陈渡将身上所有值钱的东西都掏了出来,包括那几块碎银子和所有铜钱。“这些够几副药?”
老郎中清点了一下,摇摇头:“最多三副。先吃吃看吧。”
他开了方子,让学徒抓药。等待的时候,陈渡听到旁边两个等待看诊的人在低声交谈。
“……听说了吗?昨晚河上又闹‘鬼娶亲’了!”
“嘘!小声点!别提那个!晦气!”
“怕什么?这清江浦哪天不死人?我是说,那调子,跟哭丧似的,还有那纸人……”
“行了行了,拿了药赶紧走!这地方不能久待!”
鬼娶亲?纸人?陈渡想起河上那些漂浮的诡异纸人,心里疑云更重。
药抓好了,是三包用草纸包着的、散发着浓烈苦味的药材。
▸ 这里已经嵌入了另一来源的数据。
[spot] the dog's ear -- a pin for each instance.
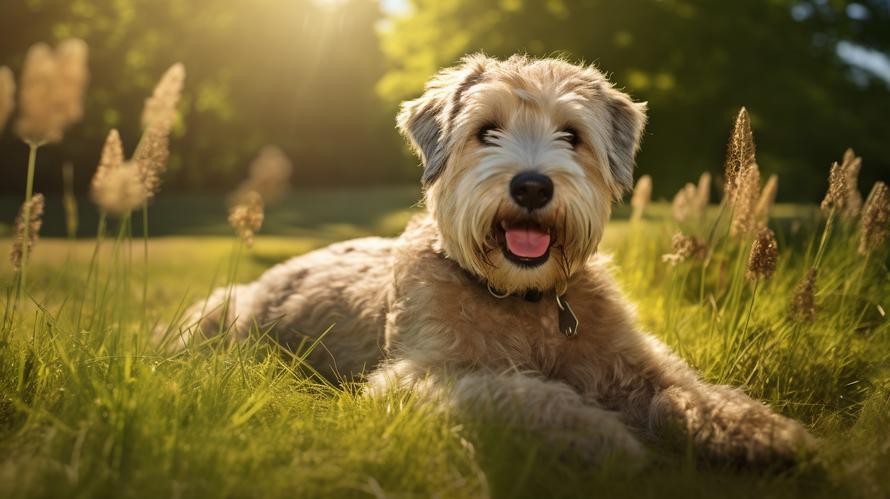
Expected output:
(426, 122)
(420, 123)
(627, 119)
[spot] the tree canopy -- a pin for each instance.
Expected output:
(322, 79)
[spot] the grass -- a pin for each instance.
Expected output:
(88, 408)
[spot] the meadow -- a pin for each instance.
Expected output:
(90, 408)
(786, 301)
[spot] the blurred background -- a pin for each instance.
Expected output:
(322, 79)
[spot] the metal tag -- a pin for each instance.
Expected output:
(568, 321)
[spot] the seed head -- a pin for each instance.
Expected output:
(246, 217)
(875, 221)
(269, 176)
(112, 158)
(34, 217)
(744, 202)
(7, 95)
(157, 120)
(740, 153)
(120, 191)
(836, 196)
(683, 207)
(160, 108)
(73, 76)
(803, 302)
(853, 202)
(51, 93)
(767, 199)
(69, 201)
(763, 256)
(151, 157)
(703, 192)
(641, 197)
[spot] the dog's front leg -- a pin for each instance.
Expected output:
(551, 408)
(723, 423)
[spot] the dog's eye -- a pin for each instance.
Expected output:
(570, 135)
(484, 134)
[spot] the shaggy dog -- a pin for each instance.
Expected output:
(495, 297)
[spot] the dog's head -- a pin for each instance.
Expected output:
(522, 159)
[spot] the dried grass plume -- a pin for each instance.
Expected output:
(7, 95)
(160, 108)
(51, 91)
(836, 197)
(740, 153)
(764, 255)
(853, 203)
(151, 157)
(112, 158)
(803, 302)
(120, 191)
(246, 217)
(875, 222)
(158, 117)
(35, 220)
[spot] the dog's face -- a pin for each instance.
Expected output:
(522, 160)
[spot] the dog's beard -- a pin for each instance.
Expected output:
(475, 213)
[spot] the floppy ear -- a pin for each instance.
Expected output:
(419, 122)
(427, 121)
(627, 120)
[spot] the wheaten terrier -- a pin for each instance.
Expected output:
(495, 297)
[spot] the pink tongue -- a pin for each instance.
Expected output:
(527, 243)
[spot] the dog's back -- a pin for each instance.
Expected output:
(341, 289)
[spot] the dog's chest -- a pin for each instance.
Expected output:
(510, 332)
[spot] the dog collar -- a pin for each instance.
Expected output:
(568, 321)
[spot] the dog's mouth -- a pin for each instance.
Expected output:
(524, 242)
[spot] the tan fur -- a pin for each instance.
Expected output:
(416, 313)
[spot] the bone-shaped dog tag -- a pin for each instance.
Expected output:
(568, 321)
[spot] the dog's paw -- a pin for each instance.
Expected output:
(613, 444)
(781, 441)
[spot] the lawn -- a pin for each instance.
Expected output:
(89, 408)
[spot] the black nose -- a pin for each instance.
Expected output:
(531, 190)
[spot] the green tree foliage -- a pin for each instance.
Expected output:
(696, 62)
(323, 78)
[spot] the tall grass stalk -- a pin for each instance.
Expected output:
(26, 216)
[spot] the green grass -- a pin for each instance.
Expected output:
(88, 408)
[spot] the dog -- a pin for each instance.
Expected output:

陈渡付了钱,扶着阿青离开济世堂。
刚走出没多远,就看到前面街口一阵骚动。几个人抬着一副担架匆匆跑过,担架上盖着白布,下面露出一只僵硬发青的手。周围的人纷纷避让,脸上带着恐惧和厌恶。
“又死一个……”
“是捞纸人的那个王老五吧?说了不能捞,偏不信邪!”
“唉,这运河,是真要收够人才肯罢休啊……”
议论声传入陈渡耳中。捞纸人?会死?
他扶着阿青,加快脚步,想尽快离开这是非之地。他们需要找个地方熬药,让阿青休息。
就在他们拐进一条相对安静的小巷时,前方巷口,不知何时,站了两个人。
穿着黑色的、面料不错的劲装,腰间佩刀,眼神锐利,气息沉稳。他们的目光,正直直地落在陈渡和阿青身上。
不是码头上那些混混,也不是散漫的兵丁。这两人,训练有素。
其中一人上前一步,拱了拱手,语气还算客气,但带着不容置疑:
“这位兄弟,请留步。我们主人,想请二位过府一叙。”
陈渡的心猛地一沉。
该来的,终究还是来了。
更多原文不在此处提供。